How to Lift a Restraining Order
Restraining orders are often issued in cases involving domestic violence in order to protect someone from another, including restrictions with regard to approaching the filing party’s home, place of work, and another known area where he or she frequents.
However, some restraining orders are taken out to gain the upper hand. For example, a couple in the middle of a hotly contested child custody dispute, so one party may attempt to get a restraining order to obtain leverage in the case.
Lifting the Order
To life a restraining order, either the plaintiff or the defendant make a request in court. This is typically done by filing a motion with the court which filed the original motion. If the plaintiff agrees with the lifting, the motion will that this fact and other facts, such as both parties wish to have contact, the plaintiff voluntarily makes the request, the plaintiff is not afraid of the defendant and does not anticipate violence.
On the other hand, if the defendant wishes to have the restraining order lifted, the motion will state the reasons why it should be lifted. In most cases, there will be a hearing after the motion is filed and a judge will determine whether or not to lift or change the order. Both parties have the opportunity to present testimony.

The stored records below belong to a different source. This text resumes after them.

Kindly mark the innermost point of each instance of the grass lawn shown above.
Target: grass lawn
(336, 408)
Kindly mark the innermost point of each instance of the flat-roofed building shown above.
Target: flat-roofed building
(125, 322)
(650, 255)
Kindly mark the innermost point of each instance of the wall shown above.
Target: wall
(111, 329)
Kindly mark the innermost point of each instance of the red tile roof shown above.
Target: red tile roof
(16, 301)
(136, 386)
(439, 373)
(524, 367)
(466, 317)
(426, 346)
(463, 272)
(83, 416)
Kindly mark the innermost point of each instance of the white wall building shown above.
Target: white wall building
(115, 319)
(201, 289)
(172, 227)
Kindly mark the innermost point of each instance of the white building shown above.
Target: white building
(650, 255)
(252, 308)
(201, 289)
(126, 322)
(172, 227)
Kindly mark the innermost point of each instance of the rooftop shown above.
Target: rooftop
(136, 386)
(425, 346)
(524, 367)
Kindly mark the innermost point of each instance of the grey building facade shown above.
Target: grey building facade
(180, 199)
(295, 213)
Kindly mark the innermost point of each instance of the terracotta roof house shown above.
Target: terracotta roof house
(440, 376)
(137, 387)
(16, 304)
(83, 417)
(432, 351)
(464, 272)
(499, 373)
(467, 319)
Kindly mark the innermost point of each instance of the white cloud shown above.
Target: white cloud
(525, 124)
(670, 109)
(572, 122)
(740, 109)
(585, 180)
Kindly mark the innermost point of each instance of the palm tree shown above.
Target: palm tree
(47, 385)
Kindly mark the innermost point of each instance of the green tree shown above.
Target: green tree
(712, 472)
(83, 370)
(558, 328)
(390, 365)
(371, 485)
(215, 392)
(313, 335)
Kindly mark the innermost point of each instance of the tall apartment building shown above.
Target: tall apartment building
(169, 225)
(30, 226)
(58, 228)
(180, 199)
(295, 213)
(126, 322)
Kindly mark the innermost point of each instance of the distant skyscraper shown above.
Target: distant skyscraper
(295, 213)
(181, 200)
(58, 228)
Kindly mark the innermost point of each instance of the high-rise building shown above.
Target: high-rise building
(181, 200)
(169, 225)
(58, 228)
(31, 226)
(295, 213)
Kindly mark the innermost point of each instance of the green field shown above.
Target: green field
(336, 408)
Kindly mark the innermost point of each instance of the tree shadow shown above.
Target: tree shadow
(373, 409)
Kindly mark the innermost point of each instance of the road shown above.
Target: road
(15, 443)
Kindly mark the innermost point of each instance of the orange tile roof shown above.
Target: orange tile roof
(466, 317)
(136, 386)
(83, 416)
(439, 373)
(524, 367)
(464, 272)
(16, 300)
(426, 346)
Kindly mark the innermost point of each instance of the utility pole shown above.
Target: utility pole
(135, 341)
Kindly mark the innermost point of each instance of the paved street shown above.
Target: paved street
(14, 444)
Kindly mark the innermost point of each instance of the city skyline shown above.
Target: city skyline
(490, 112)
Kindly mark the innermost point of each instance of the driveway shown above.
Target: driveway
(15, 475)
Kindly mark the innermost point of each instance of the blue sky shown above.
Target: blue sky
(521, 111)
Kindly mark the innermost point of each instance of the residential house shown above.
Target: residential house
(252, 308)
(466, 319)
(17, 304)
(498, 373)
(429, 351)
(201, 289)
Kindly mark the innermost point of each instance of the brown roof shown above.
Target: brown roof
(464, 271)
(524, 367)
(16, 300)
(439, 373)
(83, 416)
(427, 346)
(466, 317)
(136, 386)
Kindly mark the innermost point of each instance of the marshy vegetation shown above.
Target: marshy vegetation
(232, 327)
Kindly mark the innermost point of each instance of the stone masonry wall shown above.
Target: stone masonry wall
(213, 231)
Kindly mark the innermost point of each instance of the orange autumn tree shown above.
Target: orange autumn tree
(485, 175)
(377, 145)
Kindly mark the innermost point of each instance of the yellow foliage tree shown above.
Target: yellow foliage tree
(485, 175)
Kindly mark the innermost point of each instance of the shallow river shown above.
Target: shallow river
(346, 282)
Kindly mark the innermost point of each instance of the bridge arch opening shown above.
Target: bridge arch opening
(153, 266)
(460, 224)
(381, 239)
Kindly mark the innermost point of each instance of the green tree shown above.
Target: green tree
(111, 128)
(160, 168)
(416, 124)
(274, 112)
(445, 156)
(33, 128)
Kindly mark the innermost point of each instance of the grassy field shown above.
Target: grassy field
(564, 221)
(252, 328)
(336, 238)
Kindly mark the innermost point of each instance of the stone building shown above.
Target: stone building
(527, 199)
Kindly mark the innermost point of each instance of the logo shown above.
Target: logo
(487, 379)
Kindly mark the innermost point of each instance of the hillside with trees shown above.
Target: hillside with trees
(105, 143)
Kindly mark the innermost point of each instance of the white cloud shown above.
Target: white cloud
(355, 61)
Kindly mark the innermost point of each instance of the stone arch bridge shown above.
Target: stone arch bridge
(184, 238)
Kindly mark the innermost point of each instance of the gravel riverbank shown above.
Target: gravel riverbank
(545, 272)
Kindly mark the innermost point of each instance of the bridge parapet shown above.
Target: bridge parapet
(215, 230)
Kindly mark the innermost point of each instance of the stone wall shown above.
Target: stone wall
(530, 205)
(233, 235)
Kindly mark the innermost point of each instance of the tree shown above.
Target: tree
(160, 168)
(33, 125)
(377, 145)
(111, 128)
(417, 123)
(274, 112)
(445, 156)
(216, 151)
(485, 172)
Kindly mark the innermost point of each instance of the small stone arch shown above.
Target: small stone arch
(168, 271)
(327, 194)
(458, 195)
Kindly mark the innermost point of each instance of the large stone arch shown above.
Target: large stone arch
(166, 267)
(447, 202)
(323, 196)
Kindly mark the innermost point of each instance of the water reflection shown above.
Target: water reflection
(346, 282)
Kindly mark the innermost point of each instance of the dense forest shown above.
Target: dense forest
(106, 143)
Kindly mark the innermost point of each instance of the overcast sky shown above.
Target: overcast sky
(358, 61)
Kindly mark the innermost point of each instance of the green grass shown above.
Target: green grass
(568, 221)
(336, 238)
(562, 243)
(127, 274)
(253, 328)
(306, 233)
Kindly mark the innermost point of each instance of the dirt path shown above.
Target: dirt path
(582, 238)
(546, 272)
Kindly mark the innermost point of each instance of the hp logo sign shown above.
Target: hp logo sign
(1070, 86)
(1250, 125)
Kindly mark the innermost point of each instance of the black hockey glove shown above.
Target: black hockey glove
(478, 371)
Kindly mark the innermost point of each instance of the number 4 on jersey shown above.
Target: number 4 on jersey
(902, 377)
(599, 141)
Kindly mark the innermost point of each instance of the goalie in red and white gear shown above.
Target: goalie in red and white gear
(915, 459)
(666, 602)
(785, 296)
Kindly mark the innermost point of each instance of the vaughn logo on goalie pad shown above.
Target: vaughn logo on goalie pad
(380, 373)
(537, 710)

In general, any request to have a restraining order lifted or modified needs to be supported by evidence, such as the following:
- Documentation, such as work stubs or completion of rehabilitation
- Statements from other persons
- Evidence related to child custody and visitation, if this is a related issue
- Records from parole officers and other law enforcement authorities testifying to the person’s criminal background
In conclusion, the person against whom the restraining order has been issued needs to show proof of good behavior and must be in good standing with the courts as well. However, the court may evaluate other factors to determine eligibility for a change in a restraining order.